On Mon, 24 May 2010 12:06:18 -0400, Robert Jacques <sandford jhu.edu>  
wrote:

 On Mon, 24 May 2010 08:06:29 -0400, Steven Schveighoffer  
 <schveiguy yahoo.com> wrote:
 On Thu, 20 May 2010 12:46:59 -0400, Robert Jacques <sandford jhu.edu>  
 wrote:

 On Thu, 20 May 2010 06:34:42 -0400, Steven Schveighoffer  
 <schveiguy yahoo.com> wrote:


 [snip]
 I understand these points, but I'm already using interfaces to copy  
 data between containers.  I don't have to, I could have used generic  
 code, but this way, only one function is instantiated to copy data  
 from all the other containers.  The problem with using generic code  
 is that the compiler will needlessly duplicate functions that are  
 identical.

 This sounds like a failure of design. Why aren't you using ranges to  
 do this?

 Why are ranges necessarily better?  I'm using the container's opApply,  
 which I'd probably still use even if there were no interfaces.  opApply  
 allows much more possibilities in traversal than ranges which cannot  
 use stack recursion without heap activity.

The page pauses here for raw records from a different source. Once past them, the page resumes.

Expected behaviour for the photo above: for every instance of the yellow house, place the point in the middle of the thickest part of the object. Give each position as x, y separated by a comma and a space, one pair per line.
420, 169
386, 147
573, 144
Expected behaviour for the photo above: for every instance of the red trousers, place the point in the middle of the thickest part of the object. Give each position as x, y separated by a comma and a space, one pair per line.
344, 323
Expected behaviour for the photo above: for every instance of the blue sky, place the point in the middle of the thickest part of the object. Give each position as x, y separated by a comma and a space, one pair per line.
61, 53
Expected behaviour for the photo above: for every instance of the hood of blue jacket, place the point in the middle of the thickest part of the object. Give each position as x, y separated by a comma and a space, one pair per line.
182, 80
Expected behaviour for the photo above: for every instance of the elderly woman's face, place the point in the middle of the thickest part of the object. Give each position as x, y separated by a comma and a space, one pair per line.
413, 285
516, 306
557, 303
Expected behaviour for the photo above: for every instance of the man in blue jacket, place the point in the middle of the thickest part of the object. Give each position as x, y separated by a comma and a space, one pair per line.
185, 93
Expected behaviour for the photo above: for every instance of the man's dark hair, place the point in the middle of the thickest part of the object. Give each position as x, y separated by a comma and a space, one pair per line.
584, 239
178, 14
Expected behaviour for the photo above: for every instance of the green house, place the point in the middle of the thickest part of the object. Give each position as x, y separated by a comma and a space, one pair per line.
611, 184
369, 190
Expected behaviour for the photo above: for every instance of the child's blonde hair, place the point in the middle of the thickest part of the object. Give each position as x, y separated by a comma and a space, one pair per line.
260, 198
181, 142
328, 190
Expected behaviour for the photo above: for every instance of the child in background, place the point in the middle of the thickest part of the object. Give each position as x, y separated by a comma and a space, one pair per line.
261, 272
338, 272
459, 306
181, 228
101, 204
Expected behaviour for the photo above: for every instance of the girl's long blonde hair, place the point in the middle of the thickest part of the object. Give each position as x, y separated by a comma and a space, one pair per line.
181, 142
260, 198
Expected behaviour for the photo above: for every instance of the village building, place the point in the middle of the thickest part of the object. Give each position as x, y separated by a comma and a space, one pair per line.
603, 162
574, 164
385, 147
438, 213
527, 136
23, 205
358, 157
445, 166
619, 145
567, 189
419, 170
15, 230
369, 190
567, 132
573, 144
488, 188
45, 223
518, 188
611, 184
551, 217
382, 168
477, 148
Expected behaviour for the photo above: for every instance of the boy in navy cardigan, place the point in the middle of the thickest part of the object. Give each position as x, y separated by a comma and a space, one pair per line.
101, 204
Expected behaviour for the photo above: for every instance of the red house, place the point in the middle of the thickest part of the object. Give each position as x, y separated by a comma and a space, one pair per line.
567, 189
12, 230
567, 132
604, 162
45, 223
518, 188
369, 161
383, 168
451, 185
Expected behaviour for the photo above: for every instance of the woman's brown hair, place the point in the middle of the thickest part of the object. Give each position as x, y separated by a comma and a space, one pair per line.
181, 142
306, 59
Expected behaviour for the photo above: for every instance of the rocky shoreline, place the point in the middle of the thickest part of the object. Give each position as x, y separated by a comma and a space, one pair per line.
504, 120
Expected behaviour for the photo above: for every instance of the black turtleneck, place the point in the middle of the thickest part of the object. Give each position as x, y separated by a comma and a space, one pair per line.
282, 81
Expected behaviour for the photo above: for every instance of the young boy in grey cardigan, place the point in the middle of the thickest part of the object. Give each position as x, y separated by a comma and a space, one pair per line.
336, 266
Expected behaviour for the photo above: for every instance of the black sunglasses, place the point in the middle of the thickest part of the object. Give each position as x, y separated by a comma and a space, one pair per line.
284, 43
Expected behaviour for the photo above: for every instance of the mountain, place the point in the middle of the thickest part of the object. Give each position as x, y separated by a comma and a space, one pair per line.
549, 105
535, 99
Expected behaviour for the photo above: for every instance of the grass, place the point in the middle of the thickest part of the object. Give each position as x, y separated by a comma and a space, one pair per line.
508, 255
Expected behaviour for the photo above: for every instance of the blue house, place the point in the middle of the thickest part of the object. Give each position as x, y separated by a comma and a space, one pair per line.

 Ranges are not necessarily better and may have some minor amount of  
 overhead over a well optimized opApply. Then again, the opposite may be  
 true. The point is that if the difference between opApply and a range is  
 more than trivial, you've probably had a failure of design occur.

The difference is trivial.  I support both ranges and opApply.  The main  
benefit from using opApply being only one function is compiled by the  
compiler.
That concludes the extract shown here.